Despite rise in orders, US factories still mired

Jim Cole/AP/File
Wood stoves for sale in Concord, N.H., along with refrigerators, are big-ticket manufactured goods. New orders for such goods soared by the largest amount in 16 months in April, the Commerce Department reported Thursday.

Despite the biggest rise in orders for big-ticket manufactured goods since the recession began, American factories in April saw little to cheer about, according to a new report.

At best, it suggests that US manufacturers of cars, airplanes, refrigerators, and other durable goods could be regaining their footing after more than a year of recession.

New orders for manufactured durable goods rose 1.9 percent in April, the Commerce Department reported Thursday. But that rise was skewed by a huge increase in defense orders. Absent that, new orders actually fell 2.0 percent, slightly higher than the January level, which was the lowest since 1995.

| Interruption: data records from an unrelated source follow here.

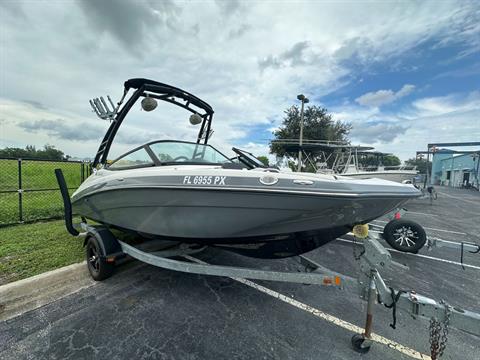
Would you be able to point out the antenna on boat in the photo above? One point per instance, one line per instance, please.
(100, 107)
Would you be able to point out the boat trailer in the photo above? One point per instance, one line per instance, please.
(103, 250)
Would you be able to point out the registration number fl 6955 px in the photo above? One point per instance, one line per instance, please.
(204, 180)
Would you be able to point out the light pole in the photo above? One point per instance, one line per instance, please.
(304, 101)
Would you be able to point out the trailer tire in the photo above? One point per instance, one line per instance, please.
(405, 235)
(97, 266)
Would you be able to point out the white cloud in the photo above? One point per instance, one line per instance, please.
(60, 54)
(382, 97)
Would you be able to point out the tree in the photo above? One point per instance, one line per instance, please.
(264, 160)
(421, 165)
(318, 124)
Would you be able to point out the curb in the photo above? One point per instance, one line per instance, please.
(28, 294)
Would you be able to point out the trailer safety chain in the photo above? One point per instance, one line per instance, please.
(393, 305)
(439, 333)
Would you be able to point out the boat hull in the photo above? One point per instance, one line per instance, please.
(260, 224)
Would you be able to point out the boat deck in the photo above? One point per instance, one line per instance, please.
(145, 312)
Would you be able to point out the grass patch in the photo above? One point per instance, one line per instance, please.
(31, 249)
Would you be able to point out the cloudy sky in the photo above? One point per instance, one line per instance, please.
(403, 73)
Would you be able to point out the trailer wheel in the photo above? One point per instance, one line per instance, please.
(405, 235)
(97, 266)
(358, 344)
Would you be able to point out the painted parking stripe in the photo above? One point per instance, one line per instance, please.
(449, 231)
(421, 256)
(425, 214)
(327, 317)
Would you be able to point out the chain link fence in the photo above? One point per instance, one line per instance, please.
(29, 189)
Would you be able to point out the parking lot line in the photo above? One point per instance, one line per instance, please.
(423, 256)
(448, 231)
(327, 317)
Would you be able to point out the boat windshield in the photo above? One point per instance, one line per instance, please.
(169, 153)
(177, 152)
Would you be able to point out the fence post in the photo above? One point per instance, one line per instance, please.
(20, 192)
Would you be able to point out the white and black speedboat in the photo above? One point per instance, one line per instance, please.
(191, 192)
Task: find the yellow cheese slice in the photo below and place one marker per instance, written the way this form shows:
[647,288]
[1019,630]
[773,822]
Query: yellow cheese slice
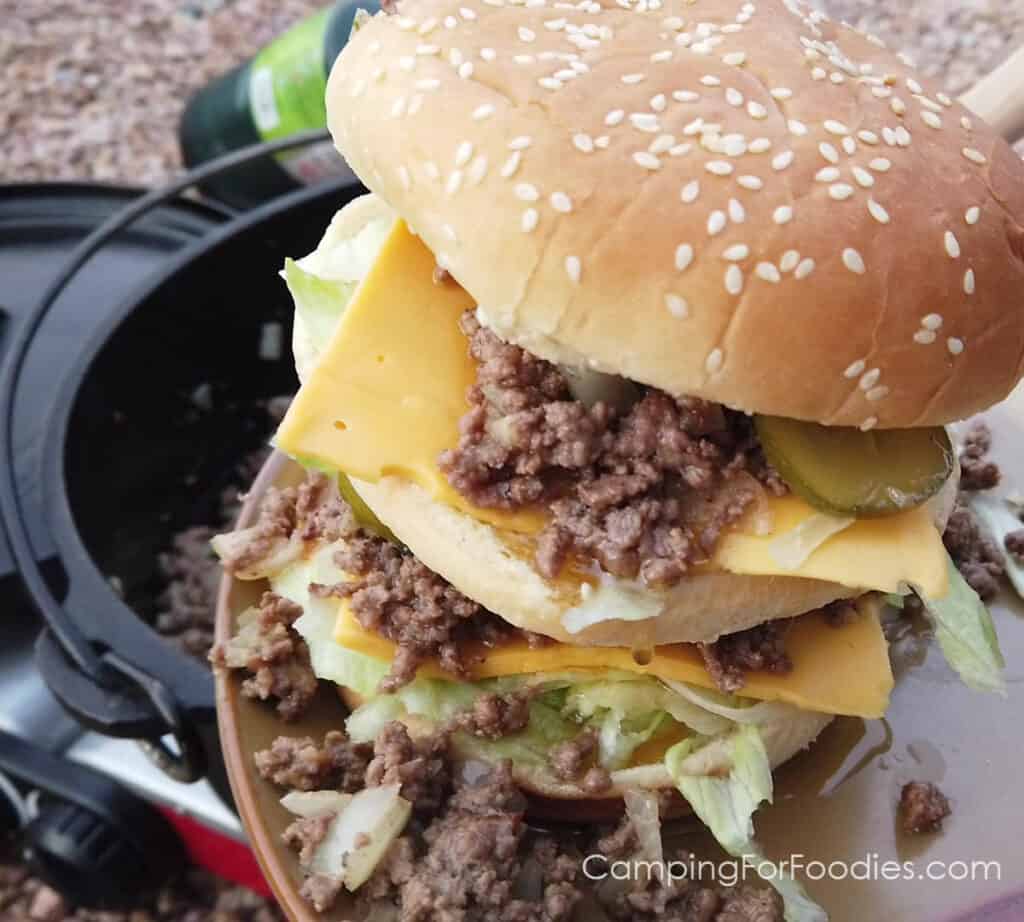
[841,670]
[388,392]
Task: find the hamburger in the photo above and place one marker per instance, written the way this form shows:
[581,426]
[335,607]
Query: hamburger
[625,390]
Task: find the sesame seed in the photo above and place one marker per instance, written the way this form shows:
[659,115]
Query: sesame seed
[782,214]
[511,165]
[869,379]
[526,192]
[863,178]
[463,154]
[561,203]
[854,261]
[477,169]
[828,152]
[855,370]
[782,161]
[878,212]
[583,142]
[647,160]
[805,268]
[790,260]
[677,305]
[734,280]
[454,182]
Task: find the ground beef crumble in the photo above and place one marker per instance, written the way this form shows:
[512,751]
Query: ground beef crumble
[644,492]
[271,650]
[923,807]
[760,648]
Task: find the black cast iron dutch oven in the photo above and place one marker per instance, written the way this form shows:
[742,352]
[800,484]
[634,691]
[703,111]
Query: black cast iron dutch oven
[130,459]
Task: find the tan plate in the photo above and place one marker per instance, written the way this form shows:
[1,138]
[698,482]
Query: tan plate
[835,803]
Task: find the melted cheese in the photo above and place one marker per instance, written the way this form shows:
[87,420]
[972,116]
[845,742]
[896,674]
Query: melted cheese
[387,395]
[835,670]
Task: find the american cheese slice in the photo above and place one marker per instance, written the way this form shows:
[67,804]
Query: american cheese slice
[841,670]
[387,395]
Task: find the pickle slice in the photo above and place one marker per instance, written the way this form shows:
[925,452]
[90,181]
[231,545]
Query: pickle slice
[845,471]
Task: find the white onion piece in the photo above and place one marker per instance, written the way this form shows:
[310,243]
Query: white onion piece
[641,807]
[377,813]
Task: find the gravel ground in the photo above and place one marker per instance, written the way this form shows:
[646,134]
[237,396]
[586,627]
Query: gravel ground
[93,90]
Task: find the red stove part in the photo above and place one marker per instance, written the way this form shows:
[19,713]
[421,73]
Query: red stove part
[220,854]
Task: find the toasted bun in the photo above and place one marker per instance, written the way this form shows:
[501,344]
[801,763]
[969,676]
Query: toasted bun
[555,161]
[549,793]
[475,558]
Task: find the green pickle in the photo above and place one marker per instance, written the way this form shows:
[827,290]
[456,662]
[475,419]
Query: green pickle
[845,471]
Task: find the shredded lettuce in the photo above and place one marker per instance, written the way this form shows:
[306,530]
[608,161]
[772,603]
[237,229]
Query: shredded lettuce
[726,806]
[966,634]
[998,518]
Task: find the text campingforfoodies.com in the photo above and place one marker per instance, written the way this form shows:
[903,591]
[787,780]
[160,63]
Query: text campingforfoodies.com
[730,873]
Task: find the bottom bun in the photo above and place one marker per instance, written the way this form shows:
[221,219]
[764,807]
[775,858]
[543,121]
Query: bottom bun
[554,799]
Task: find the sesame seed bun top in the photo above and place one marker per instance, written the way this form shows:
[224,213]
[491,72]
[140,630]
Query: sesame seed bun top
[744,202]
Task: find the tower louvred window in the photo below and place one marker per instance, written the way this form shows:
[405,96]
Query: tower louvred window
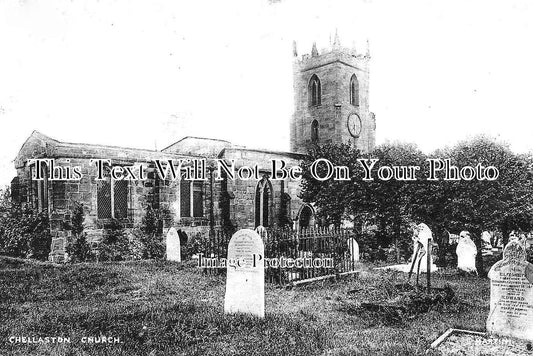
[315,91]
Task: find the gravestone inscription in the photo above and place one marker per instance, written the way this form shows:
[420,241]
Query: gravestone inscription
[173,245]
[466,253]
[511,294]
[353,248]
[245,284]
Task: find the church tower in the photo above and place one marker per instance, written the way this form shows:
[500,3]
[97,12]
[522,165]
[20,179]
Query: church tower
[331,99]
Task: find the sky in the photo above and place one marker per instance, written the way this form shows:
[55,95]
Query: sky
[146,73]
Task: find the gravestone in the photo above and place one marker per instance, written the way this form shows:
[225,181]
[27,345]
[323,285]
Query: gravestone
[353,248]
[424,237]
[466,253]
[173,245]
[262,232]
[245,283]
[511,294]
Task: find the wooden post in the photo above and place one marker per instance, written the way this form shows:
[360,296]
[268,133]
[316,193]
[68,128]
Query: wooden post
[428,271]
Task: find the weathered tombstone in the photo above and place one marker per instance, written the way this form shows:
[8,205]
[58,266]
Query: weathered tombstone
[466,253]
[245,284]
[421,252]
[173,245]
[486,238]
[353,248]
[511,294]
[262,232]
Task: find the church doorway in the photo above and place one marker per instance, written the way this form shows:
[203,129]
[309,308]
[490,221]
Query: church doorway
[263,203]
[306,218]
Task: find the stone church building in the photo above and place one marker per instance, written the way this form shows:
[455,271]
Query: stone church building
[331,105]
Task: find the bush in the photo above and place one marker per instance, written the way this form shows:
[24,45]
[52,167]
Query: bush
[198,242]
[143,242]
[115,245]
[24,232]
[78,249]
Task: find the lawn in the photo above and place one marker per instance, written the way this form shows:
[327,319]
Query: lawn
[164,308]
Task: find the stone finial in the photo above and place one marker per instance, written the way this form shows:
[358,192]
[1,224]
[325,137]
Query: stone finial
[353,50]
[314,51]
[336,41]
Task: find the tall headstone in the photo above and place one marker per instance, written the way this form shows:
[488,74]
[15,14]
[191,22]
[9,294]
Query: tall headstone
[245,284]
[353,248]
[423,237]
[466,253]
[262,232]
[511,294]
[173,245]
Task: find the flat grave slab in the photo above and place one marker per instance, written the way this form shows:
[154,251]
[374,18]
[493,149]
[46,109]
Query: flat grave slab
[463,342]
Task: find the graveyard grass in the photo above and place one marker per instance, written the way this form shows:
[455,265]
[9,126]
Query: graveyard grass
[169,308]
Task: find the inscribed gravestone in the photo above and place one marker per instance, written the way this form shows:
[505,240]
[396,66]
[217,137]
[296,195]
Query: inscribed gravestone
[353,248]
[466,253]
[262,232]
[511,294]
[424,237]
[245,284]
[173,245]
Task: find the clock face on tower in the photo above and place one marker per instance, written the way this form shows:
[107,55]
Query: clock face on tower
[354,124]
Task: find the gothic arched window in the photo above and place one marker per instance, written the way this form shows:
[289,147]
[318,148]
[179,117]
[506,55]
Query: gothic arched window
[315,91]
[314,131]
[354,91]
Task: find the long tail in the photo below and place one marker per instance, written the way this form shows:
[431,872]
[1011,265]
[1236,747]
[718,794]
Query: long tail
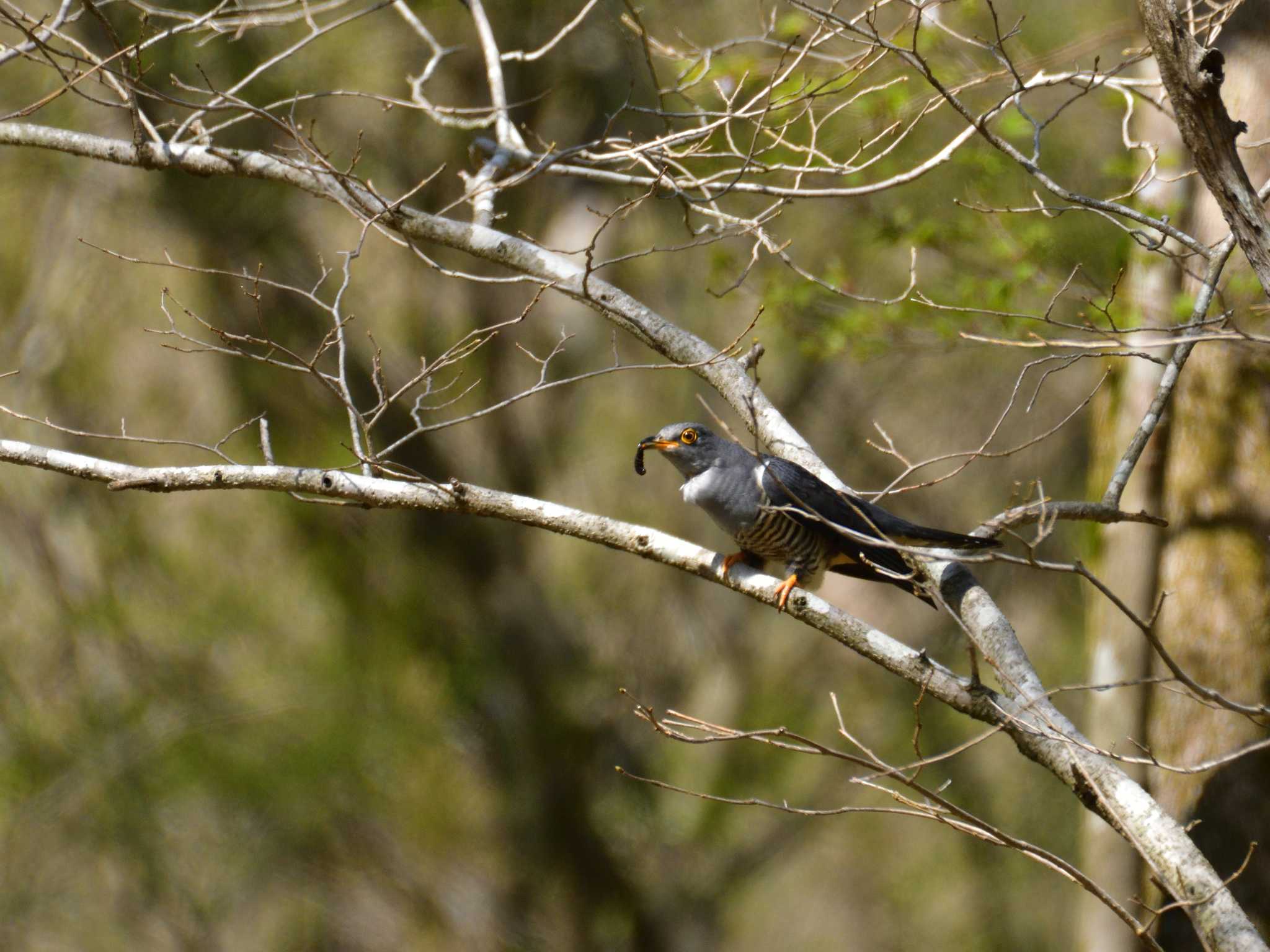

Factories made some small progress in whittling down inventories: down 0.8 percent in April. But the overhang is still large. As inventories fall, companies will have to make more goods to fill new orders – a good sign for the economy.In another sign of ongoing stress, current shipments of durable goods fell 0.2 percent, the ninth consecutive decline and the longest since the federal government began tracking the data in its current form in 1992.

"Overall, this is not an encouraging report," wrote Brian Bethune, chief US financial economist at Global Insight, in a commentary. "We should not look for capital investment to provide much of a spark in the short term for the long-awaited recovery of the economy."